We can and do apply this all the time in business. Every time we’re following best practice, apply accredited standards we’re treading in proven footsteps and for things like routine processes, it makes perfect sense.
"We take our teams and our collaborators along with us too!"
We know that our own processes, and that of our whole supply chain, is only as fast as its slowest member so it pays to help them quicken their pace, but what about when we innovate and deliver something new?
On the plus side, it’s easier to follow someone else’s lead and go with what is already proving to be successful. They’ve invested in the R&D, tested the market, made the mistakes and shown the way to go. The downside is that you’re on catch up, they may corner the market and make your services obsolete before you get the chance to get your version on sale. Not quite what this story had in mind,
What if you are the person making the innovation though? An observation around new ideas and innovations is that the first one to market isn’t always the most successful. Your imitators can take advantage of your R&D investments and early teething troubles and leapfrog your ideas.

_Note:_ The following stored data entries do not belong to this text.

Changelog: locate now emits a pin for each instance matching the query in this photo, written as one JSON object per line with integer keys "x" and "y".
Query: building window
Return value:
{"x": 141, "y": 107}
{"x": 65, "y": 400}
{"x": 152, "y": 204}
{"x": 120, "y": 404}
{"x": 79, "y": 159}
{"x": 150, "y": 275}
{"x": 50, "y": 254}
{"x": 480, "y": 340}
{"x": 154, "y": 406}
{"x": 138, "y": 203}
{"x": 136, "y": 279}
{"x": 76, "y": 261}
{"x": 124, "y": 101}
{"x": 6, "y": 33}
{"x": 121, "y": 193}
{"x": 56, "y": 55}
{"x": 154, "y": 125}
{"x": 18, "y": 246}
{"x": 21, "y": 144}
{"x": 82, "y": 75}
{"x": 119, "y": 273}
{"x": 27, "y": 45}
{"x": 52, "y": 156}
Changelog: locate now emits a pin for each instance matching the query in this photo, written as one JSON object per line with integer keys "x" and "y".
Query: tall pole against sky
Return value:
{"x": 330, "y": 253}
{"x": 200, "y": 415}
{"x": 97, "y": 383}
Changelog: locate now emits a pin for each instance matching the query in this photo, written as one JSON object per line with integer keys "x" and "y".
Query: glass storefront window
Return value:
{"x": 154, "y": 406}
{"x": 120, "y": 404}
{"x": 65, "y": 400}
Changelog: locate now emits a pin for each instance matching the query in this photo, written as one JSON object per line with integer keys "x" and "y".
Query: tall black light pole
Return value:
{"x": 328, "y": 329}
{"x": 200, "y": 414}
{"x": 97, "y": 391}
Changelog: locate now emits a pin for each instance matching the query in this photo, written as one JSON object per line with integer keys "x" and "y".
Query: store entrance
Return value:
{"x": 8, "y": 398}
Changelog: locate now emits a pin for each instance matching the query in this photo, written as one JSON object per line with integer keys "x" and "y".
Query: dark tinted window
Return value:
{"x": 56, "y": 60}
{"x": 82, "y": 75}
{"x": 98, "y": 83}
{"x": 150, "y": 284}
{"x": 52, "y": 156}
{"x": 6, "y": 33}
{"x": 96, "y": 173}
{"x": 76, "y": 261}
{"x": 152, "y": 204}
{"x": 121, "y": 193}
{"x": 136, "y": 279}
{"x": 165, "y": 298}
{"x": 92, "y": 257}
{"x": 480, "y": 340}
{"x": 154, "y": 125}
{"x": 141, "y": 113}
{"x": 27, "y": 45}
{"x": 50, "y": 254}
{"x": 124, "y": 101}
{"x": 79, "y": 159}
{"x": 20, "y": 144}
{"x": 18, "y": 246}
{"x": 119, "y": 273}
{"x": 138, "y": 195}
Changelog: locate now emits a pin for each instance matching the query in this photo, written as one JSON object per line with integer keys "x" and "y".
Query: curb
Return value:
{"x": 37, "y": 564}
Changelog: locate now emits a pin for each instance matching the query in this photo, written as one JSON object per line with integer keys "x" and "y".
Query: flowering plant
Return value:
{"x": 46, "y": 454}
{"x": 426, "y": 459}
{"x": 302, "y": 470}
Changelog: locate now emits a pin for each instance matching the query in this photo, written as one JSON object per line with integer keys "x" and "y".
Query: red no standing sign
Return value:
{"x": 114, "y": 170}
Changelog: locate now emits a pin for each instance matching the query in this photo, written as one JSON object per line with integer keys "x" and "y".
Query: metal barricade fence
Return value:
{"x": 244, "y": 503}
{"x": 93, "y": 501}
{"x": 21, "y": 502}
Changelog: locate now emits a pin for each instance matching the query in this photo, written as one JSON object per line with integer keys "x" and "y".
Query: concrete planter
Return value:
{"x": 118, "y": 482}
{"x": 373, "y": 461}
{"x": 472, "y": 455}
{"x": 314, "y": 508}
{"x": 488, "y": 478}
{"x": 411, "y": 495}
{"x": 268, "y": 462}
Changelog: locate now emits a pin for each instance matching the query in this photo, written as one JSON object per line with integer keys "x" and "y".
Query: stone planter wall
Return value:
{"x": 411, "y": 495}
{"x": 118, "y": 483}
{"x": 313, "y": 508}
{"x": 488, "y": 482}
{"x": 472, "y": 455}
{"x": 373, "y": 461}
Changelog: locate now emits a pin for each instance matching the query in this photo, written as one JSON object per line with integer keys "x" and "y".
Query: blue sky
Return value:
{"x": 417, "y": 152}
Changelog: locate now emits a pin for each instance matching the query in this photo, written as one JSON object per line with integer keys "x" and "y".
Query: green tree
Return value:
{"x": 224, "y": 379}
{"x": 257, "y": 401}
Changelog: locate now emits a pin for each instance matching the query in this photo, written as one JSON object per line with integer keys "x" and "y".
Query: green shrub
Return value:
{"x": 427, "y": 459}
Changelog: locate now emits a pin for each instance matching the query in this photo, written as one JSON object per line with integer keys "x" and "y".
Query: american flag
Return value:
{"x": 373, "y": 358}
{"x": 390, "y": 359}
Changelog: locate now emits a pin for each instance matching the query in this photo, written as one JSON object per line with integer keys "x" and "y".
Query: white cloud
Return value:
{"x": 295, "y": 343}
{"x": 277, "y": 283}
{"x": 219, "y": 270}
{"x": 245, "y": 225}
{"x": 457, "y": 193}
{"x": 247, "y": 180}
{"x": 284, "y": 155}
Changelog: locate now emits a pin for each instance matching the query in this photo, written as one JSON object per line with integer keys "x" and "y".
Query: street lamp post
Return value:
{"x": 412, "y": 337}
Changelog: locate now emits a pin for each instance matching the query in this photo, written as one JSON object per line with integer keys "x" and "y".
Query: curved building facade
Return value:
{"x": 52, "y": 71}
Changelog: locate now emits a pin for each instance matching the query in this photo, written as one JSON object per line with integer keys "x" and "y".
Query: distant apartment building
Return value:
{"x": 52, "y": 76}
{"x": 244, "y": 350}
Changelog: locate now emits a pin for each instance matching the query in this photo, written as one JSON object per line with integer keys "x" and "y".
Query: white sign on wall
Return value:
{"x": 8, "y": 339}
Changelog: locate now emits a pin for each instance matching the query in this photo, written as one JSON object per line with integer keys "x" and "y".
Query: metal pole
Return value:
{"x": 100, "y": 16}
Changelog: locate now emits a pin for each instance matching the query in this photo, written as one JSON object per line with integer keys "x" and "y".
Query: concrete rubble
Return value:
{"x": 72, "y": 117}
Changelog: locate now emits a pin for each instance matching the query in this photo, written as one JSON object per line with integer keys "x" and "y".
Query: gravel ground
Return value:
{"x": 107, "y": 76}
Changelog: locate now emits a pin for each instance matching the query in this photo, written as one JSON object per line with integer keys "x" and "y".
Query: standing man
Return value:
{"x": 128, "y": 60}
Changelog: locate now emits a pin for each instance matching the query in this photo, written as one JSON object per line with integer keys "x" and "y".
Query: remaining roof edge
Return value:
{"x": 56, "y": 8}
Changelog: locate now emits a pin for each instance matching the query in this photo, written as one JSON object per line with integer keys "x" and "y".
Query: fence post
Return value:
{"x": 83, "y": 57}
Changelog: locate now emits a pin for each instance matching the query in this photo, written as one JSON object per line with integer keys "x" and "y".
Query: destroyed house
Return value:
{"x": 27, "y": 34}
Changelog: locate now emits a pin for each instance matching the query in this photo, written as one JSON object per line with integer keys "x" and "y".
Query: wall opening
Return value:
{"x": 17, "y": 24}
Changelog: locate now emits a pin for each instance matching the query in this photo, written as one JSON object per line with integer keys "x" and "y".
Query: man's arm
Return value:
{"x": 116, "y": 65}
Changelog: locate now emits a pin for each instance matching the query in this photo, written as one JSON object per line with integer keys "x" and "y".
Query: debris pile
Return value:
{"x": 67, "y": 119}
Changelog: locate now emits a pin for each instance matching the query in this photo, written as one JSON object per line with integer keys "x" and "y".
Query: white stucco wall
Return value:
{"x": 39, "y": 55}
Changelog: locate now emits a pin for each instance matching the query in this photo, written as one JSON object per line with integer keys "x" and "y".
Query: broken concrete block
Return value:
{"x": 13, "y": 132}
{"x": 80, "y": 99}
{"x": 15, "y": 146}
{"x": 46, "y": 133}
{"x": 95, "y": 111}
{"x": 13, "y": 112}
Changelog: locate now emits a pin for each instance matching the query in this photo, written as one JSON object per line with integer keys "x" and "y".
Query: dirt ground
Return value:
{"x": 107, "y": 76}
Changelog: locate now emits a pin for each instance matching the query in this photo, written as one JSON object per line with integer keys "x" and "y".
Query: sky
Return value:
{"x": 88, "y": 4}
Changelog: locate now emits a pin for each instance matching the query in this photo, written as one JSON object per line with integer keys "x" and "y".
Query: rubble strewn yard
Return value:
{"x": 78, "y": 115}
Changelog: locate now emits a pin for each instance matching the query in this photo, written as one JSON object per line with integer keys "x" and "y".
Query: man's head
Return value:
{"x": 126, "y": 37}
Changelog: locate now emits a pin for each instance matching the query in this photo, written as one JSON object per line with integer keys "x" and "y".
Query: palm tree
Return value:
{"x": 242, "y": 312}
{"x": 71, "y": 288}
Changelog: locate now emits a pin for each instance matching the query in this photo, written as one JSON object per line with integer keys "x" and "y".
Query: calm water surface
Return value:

That's why we have IPR laws and patents but these don’t always protect us from others coming up from behind, tweaking your idea enough to get around those legalities.
My tip, which would make the saintly and good King Wenceslas wince, is to prevent others from taking advantage of your cleared path. Be brave if you’re going to innovate. Go for the big idea and lengthen your stride so that your smaller competitors cannot keep up. Even better, take a giant leap that leaves even your bigger rivals floundering in the snow.
Happy Christmas and may all your ideas become reality in the New Year!